A rare Emporda Chardonnay, with only 500 bottles made. Banana notes, with some vanilla and custard cream and good acidity, with an undertone of wild mushroom. Well made, but why produce Chardonnay here?
An organic blend of Garnatxa Blanca, Chenin Blanc and Chardonnay from one of the most dynamic producers in the region, this is a modern, oaky white showing flavours of pear and apple with some cinnamon spice and tangy acidity.
Just in case you think I’ve got the maths wrong, this wine is already on a deal until October 1st at £16.99, so the combined discount brings it to £12.74. It’s a youthful, Chardonnay-dominated bubbly with 30% Pinot Noir adding fruit to the former variety’s acidity and structure. It could do with a little more bottle age (what do you expect for such a well-priced wine?) so don’t be afraid to tuck it away for a year or two. But right now, it’s very drinkable: zesty and fresh, with notes of citrus, wet stone and brioche.
White Burgundies from the 2009 vintage don’t lack opulence, but the best ones have freshness and bite, too. This is certainly on the ripe and honeyed side, but it has enough freshness for balance, with notes of vanilla and nutmeg spice, pear and citrus fruit and an appealingly honeyed texture.
Supple for a 2011, but showing good underlying acidity, this southern Burgundian Chardonnay is all about fruit and focus, not oak. It’s taut and fresh with a whiff of orange zest, and flavours of fennel, white peach and pear.

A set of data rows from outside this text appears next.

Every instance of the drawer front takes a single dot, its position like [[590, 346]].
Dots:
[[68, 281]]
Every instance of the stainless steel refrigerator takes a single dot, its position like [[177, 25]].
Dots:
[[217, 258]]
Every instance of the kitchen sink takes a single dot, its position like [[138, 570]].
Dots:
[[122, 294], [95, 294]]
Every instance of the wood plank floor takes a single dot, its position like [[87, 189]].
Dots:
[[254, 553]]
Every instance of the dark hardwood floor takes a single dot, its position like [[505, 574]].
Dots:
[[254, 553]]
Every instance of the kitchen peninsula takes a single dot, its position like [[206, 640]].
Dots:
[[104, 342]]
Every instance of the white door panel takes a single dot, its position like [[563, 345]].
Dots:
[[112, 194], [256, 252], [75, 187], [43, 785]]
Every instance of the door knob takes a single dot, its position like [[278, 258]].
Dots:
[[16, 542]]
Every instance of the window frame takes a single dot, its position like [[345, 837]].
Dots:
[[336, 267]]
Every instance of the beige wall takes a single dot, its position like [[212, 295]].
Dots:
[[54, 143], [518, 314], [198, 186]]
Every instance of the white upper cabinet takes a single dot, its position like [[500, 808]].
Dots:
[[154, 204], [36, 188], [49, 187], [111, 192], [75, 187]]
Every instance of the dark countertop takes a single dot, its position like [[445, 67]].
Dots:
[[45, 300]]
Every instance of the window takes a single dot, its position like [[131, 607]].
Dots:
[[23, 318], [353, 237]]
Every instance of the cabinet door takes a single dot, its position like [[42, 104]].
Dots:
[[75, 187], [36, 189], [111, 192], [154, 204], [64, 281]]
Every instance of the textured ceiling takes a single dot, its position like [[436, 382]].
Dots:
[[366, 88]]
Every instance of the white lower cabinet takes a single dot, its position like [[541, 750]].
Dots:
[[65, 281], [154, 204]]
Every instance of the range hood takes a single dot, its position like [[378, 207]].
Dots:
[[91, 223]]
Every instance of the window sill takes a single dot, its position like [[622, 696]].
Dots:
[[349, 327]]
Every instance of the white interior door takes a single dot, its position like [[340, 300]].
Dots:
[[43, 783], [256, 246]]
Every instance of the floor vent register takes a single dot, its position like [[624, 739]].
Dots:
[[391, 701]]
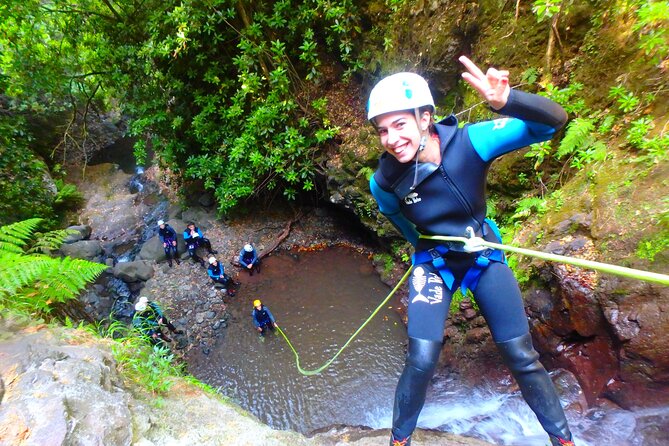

2007 was a vintage that was overlooked in Burgundy, both for reds and whites, which is a shame as they are drinking really well now. This has a delicious combination of honeyed development with bracing acidity to pull the wine back into line. Taut and chalky, with impressive palate length.
If you’re on the hunt for comparative bargains in th Côte de Beaune, Marc Colin in Saint Aubin should be at the top of your list. This is everything I love about 2012 white Burgundies: focused, yet generous, with citrus rind acidity, a touch of oatmeal, subtle oak and a core of stony, chalky fruit. Superb white Burgundy at a very affordable price.
When he was at Cloudy Bay (and that was for over 20 years) Kevin Judd was better known for his Sauvignon Blancs thatn his Chardonnays, but the latter were sometimes even more exciting. This superb effort from the top notch 2010 vintages deserves a place among the country’s best interpretations of the grape. It’s smoky and toasty, with flavours of citrus and hazelnuts and a long, minerally finish that wouldn’t look out of place in Puligny-Montrachet.
The whites were much more impressive than the red from this Yarra Valley estate in 2011. This cool climate Aussie Chardonnay is deliberately made in a fairly wild, funky style and it works: savoury and complex, with subtle oak and notes of oatmeal, honey and lemon zest. Lovely.
2011 was a slightly tricky vintage in Chablis, so hats off to the Co-op for finding a wine that delivers under £10. It’s a fairly soft, forward style, but there’s enough steeliness to stop it cloying. It’s fresh and appealing with no oak and supple pear and spice on the palate.